Everything you need to know about Commanders’ unknown linebackers
By Jonathan Eig
The most experienced of Washington’s no-name linebackers has played in a total of seven games. But that’s twice as many as the other five players combined. Harris, along with the next two players to be discussed, is more of a traditional thumper, seemingly better suited to play inside. All three of these players have a little bit of Jon Bostic in them. But Bostic, despite slowing down a bit by the time he came to Washington, was a more explosive athlete.
Harris is 6’0”, 245, and profiles best as an inside backer in a 3-4 set. He was a productive player at Arkansas who could hold his own against SEC competition, but he is not an elite athlete and does not have the speed you would like to see in a classic 4-3 middle linebacker. Watching tape of Harris in college recalls another former SEC linebacker for whom Washington had high hopes – Ryan Anderson. Harris has some experience with the Commanders, which could give him an advantage over his less-experienced competition as they try to unseat David Mayo as the primary depth inside backer.
Notree, from Southern Illinois, initially signed as an UDFA with New Orleans a couple of weeks ago. But New Orleans quickly released him, allowing Washington to scoop him up. The Commanders signed him the same day they released veteran special teamer/linebacker Jordan Kunaszyk.
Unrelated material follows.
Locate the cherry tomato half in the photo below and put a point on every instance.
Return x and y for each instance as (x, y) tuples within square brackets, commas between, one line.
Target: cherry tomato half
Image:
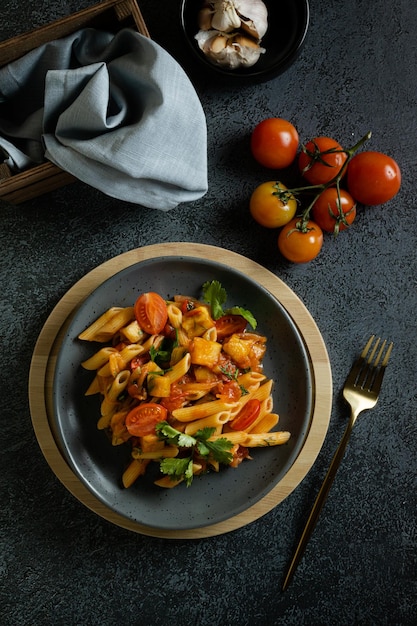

Notree has good size (6’3”, 233) but his 4.86 40 time raises alarms. There have been plenty of players who have overcome somewhat slower feet with great instincts and reads, but Notree is fighting a pretty big uphill battle here.
Walker, from Idaho, is my favorite of the potential Mayo replacements. He is probably the closest thing to Bostic on the roster right now, and if that doesn’t excite Washington Commanders fans, who considered Bostic a liability playing the middle in 2020, I can sympathize. But Bostic has been the steadiest player Washington has had in the middle since Rivera instituted the 4-3 front.
At 6-foot and 235 pounds, Walker has a lower center than Notree. And though he also lacks the speed and agility you’d prefer in an every down MIKE, he is a tough, experienced player who can produce on run downs.